Question

A cricket mat of mass 50kg is rolled loosely in the form of a cylinder of radius 2m. Now again it is rolled tightly so that the radius becomes $\dfrac{3}{4}th$ of original value; then the ratio of moment of inertia of mat in the two cases is:
A. 1:3
B. 4:3
C. 3:5
D. 16:9

Answer 1

Hint: You could recall the expression for the moment of inertia of a cylinder along its central axis. Then, you could apply this expression for both the given cases. We know that the mass will be the same in both the cases and you could substitute the radius in as per the given conditions. You could then take the ratio and you may cancel out the common terms and thus even without substituting the values R and M you will find the required ratio.

Formula used:
Moment of inertia of a cylinder along the central axis,
$I=\dfrac{1}{2}M{{R}^{2}}$

Complete step-by-step answer:
In the question, we are given a cricket mat which has a mass of 50kg. Now this mat is being rolled twice. Once it is rolled loosely in the form of a cylinder with radius 2m then it is rolled tightly so that its radius becomes $\dfrac{3}{4}th$ of the original value. We are asked to find the ratio of its moment of inertia in both these cases.

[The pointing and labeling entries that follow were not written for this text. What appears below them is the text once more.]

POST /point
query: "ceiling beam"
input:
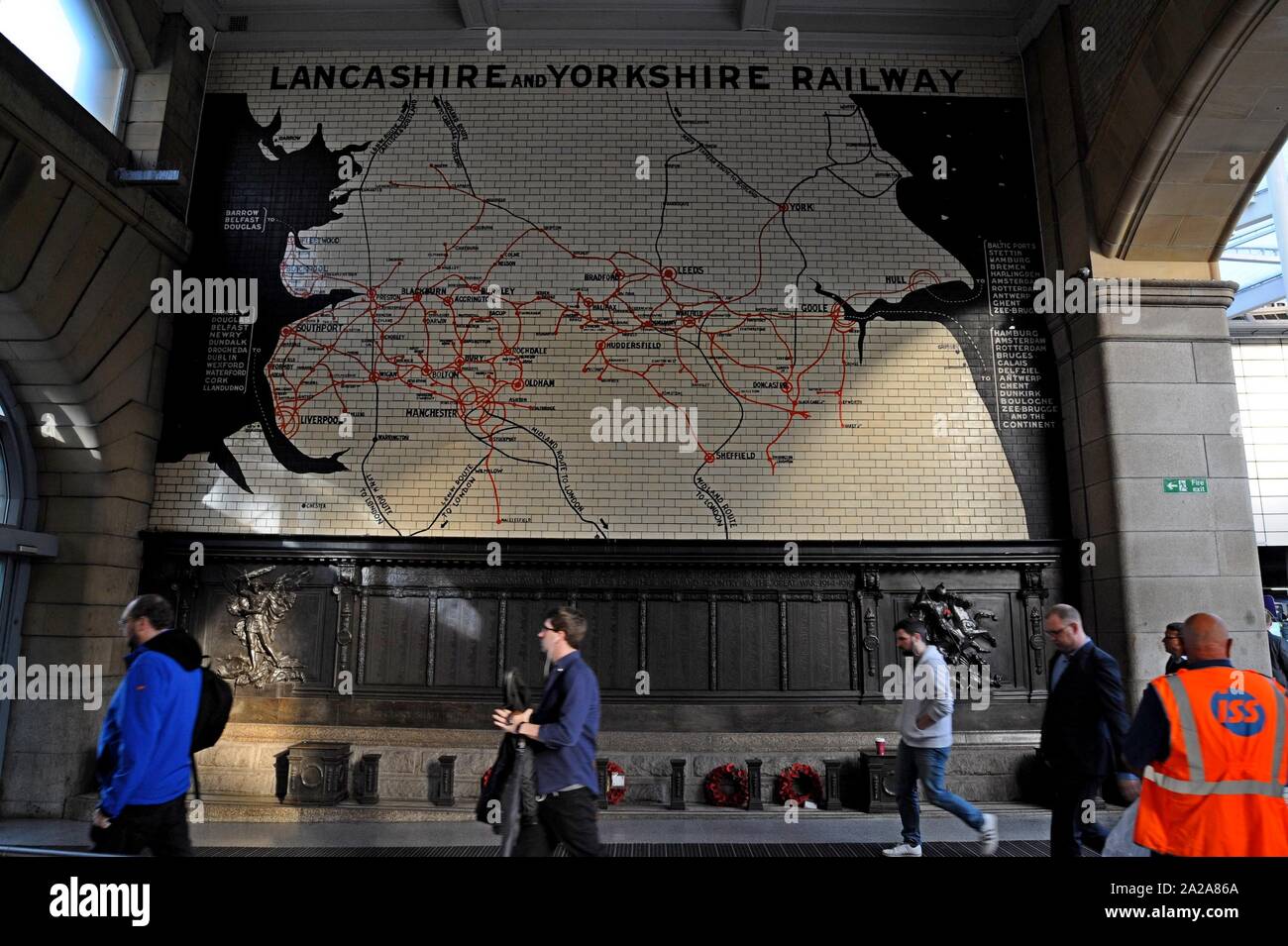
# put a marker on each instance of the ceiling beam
(759, 14)
(478, 14)
(626, 40)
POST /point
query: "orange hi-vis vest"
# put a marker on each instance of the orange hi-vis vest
(1223, 789)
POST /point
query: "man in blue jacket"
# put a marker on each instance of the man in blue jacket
(143, 751)
(563, 730)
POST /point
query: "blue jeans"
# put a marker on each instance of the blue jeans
(928, 766)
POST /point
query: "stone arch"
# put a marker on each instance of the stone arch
(1203, 89)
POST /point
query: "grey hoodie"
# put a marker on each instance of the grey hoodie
(938, 704)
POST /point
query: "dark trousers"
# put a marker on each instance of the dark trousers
(160, 828)
(568, 817)
(1069, 815)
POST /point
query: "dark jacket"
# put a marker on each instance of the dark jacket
(1278, 659)
(145, 747)
(1086, 717)
(509, 799)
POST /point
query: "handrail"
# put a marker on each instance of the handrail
(21, 851)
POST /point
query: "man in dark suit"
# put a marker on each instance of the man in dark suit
(1082, 732)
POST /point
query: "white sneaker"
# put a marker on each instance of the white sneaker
(988, 835)
(903, 851)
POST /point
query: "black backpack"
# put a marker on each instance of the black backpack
(217, 703)
(213, 709)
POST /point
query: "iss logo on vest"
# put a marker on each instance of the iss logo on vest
(1237, 710)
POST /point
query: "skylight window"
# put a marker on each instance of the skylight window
(73, 44)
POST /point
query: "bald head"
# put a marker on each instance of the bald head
(1206, 637)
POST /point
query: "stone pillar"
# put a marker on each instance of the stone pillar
(1150, 395)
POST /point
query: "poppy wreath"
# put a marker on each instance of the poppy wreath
(799, 783)
(614, 794)
(726, 787)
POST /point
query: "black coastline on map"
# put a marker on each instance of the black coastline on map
(244, 207)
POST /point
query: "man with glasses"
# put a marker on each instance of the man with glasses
(1082, 732)
(145, 748)
(563, 730)
(1175, 648)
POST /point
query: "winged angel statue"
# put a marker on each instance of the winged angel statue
(259, 606)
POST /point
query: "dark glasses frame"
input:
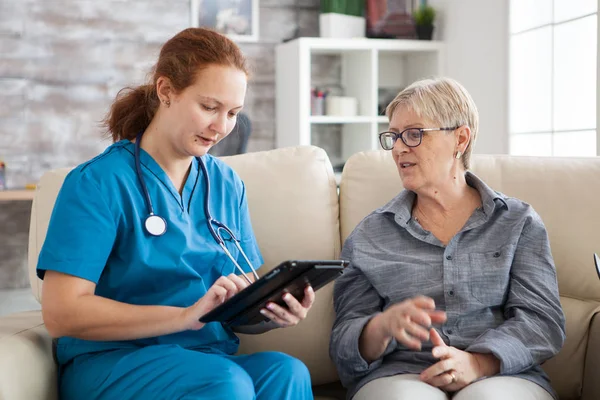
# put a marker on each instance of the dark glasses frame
(401, 135)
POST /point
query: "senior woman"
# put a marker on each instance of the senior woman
(448, 251)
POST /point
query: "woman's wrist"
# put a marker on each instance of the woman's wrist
(488, 364)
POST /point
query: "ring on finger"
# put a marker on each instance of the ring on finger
(452, 375)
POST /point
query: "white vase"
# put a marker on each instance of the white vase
(333, 25)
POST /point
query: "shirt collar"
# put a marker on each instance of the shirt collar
(401, 205)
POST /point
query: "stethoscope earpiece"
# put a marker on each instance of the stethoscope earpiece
(155, 225)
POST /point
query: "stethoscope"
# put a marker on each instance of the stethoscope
(156, 225)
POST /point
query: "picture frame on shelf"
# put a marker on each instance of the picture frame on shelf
(238, 19)
(391, 19)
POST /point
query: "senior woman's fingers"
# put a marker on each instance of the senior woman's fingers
(416, 331)
(441, 380)
(407, 340)
(438, 368)
(424, 302)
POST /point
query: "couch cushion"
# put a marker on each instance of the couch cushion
(564, 191)
(294, 209)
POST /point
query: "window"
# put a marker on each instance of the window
(552, 77)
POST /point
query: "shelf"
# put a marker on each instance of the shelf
(337, 46)
(16, 195)
(330, 119)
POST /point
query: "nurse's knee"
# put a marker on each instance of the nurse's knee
(288, 368)
(233, 383)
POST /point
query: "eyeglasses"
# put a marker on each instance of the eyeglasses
(411, 137)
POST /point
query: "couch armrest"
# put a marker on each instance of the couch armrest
(591, 383)
(27, 369)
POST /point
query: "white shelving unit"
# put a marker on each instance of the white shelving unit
(367, 65)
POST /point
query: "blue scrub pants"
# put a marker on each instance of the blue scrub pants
(172, 372)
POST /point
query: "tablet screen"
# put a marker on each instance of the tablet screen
(288, 277)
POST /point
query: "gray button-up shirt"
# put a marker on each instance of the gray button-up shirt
(495, 279)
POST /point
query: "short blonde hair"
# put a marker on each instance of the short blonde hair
(443, 101)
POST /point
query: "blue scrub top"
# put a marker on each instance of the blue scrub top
(97, 233)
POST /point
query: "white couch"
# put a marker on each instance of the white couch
(297, 214)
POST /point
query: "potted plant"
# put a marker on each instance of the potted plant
(342, 18)
(424, 17)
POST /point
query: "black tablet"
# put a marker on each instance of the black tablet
(288, 277)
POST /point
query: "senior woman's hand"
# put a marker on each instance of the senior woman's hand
(295, 312)
(408, 321)
(457, 368)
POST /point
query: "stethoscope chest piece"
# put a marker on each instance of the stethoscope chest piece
(155, 225)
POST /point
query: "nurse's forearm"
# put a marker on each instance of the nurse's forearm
(256, 329)
(92, 317)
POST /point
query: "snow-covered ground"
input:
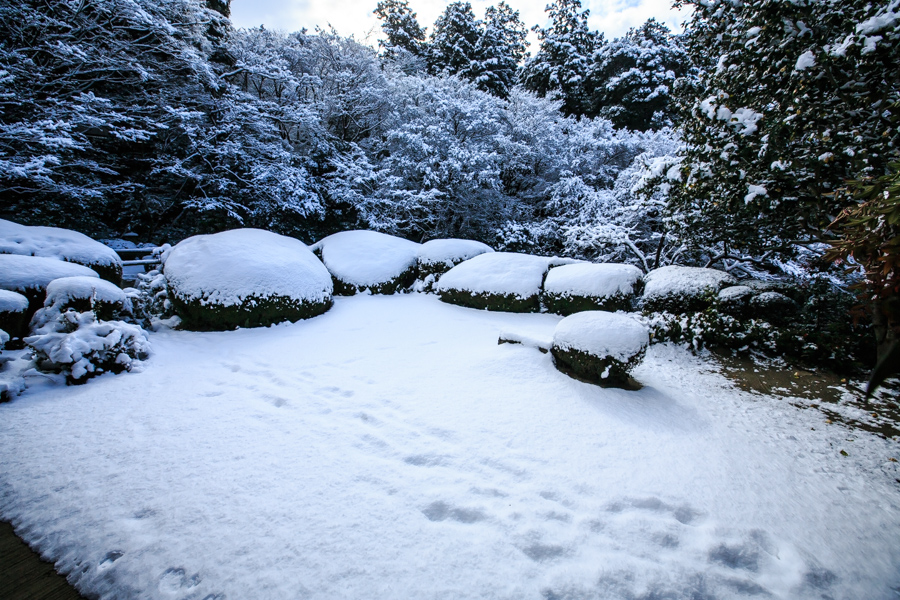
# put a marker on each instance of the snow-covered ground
(392, 449)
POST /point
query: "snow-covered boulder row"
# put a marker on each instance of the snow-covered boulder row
(505, 281)
(368, 261)
(436, 257)
(107, 300)
(600, 346)
(245, 278)
(30, 275)
(61, 244)
(586, 286)
(773, 307)
(13, 313)
(735, 300)
(680, 289)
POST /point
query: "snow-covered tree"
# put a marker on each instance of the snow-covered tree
(501, 47)
(405, 37)
(454, 41)
(795, 99)
(563, 60)
(633, 77)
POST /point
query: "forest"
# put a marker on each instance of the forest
(762, 141)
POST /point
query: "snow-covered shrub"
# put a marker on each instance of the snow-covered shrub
(30, 275)
(61, 244)
(436, 257)
(13, 314)
(245, 278)
(506, 281)
(678, 289)
(587, 286)
(368, 260)
(82, 346)
(600, 346)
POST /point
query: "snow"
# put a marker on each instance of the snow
(53, 242)
(508, 273)
(806, 60)
(675, 280)
(226, 268)
(70, 288)
(390, 448)
(367, 258)
(19, 273)
(450, 251)
(12, 302)
(595, 280)
(602, 334)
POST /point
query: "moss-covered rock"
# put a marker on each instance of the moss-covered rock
(245, 278)
(679, 289)
(201, 314)
(600, 347)
(488, 301)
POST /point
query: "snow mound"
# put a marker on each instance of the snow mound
(506, 281)
(61, 244)
(30, 275)
(680, 289)
(600, 346)
(439, 256)
(368, 260)
(86, 293)
(587, 286)
(245, 278)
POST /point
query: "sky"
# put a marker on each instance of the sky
(354, 17)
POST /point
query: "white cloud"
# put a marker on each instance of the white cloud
(612, 17)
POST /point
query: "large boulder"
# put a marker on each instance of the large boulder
(601, 347)
(61, 244)
(13, 314)
(82, 294)
(245, 278)
(30, 275)
(504, 281)
(436, 257)
(368, 261)
(678, 289)
(586, 286)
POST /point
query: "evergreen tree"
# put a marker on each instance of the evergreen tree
(633, 77)
(796, 99)
(454, 42)
(500, 49)
(563, 60)
(399, 24)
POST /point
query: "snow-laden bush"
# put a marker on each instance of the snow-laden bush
(82, 346)
(368, 260)
(506, 281)
(600, 346)
(245, 278)
(678, 289)
(61, 244)
(436, 257)
(13, 313)
(574, 288)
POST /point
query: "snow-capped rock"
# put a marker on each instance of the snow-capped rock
(245, 278)
(600, 346)
(587, 286)
(368, 260)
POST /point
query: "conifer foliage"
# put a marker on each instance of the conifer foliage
(795, 99)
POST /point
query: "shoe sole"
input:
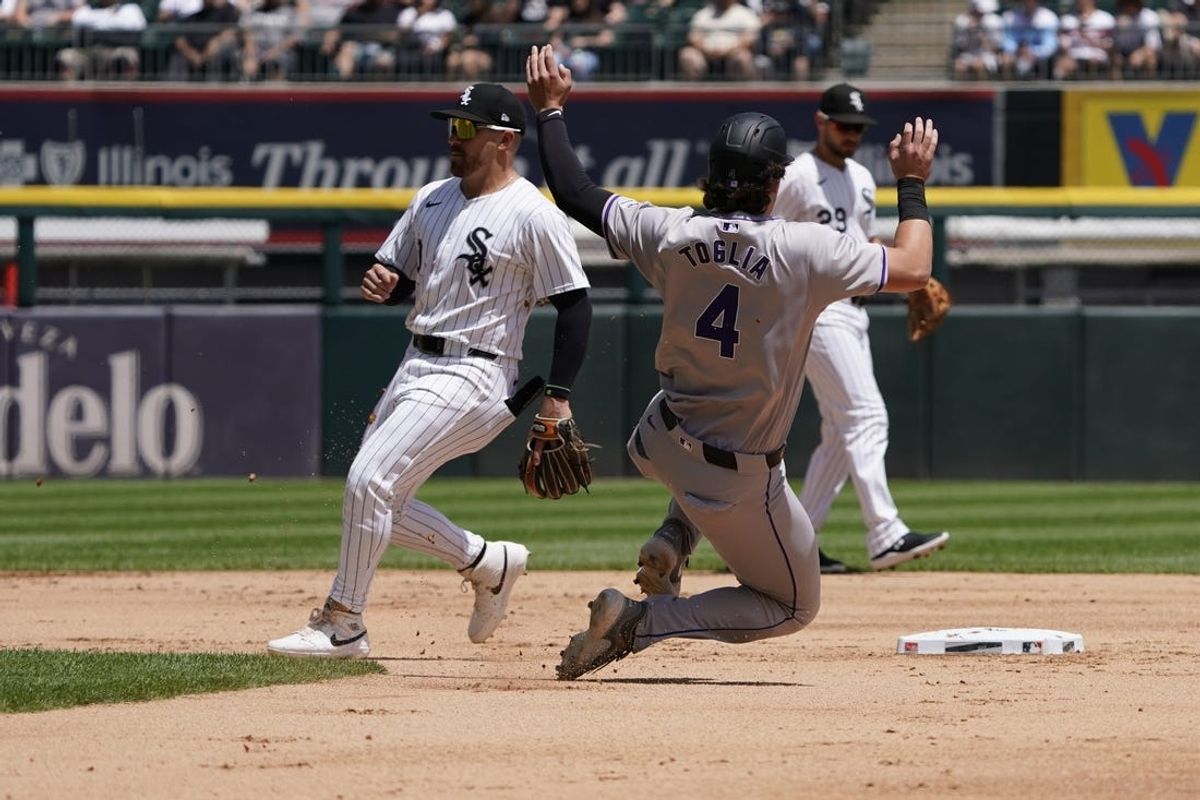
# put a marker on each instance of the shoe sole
(655, 563)
(355, 653)
(606, 611)
(897, 559)
(519, 559)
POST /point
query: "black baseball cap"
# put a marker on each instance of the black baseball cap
(845, 103)
(487, 103)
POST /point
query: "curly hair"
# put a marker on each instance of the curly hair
(749, 196)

As the mat is being rolled in the form of a cylinder, let us recall the moment of inertia of a cylinder along its central axis as there is no mention of which axis specifically. So,
$I=\dfrac{1}{2}M{{R}^{2}}$
Let the radius in the first case be R, then the radius in the second case will be, $\dfrac{3}{4}R$. The mass of the mat is the same in both cases. So, the moment of inertia of the rolled mat in the first case will be,
${{I}_{1}}=\dfrac{1}{2}M{{R}^{2}}$ …………………………………… (1)
The moment of inertia in the second case will be,
${{I}_{2}}=\dfrac{1}{2}M{{\left( \dfrac{3}{4}R \right)}^{2}}$ ……………………………… (2)
Taking the ratio of (1) and (2), we get,
$\dfrac{{{I}_{1}}}{{{I}_{2}}}=\dfrac{\dfrac{1}{2}M{{R}^{2}}}{\dfrac{1}{2}M{{\left( \dfrac{3}{4}R \right)}^{2}}}$
$\Rightarrow \dfrac{{{I}_{1}}}{{{I}_{2}}}={{\left( \dfrac{4}{3} \right)}^{2}}$
$\therefore \dfrac{{{I}_{1}}}{{{I}_{2}}}=\dfrac{16}{9}$
Therefore, we found the ratio of moment of inertia of mat in the two cases to be$16:9$. Hence, option D is the right answer.

So, the correct answer is “Option D”.

Note: Other than the central axis, a cylinder might have two other axes: one, which is along the central diameter and the other along the end diameter. Their respective moment of inertia is given by,
$I=\dfrac{1}{4}M{{R}^{2}}+\dfrac{1}{12}M{{L}^{2}}$
$I=\dfrac{1}{4}M{{R}^{2}}+\dfrac{1}{3}M{{L}^{2}}$
When there is no mention of the axis in the question, you could take it as the central axis by default.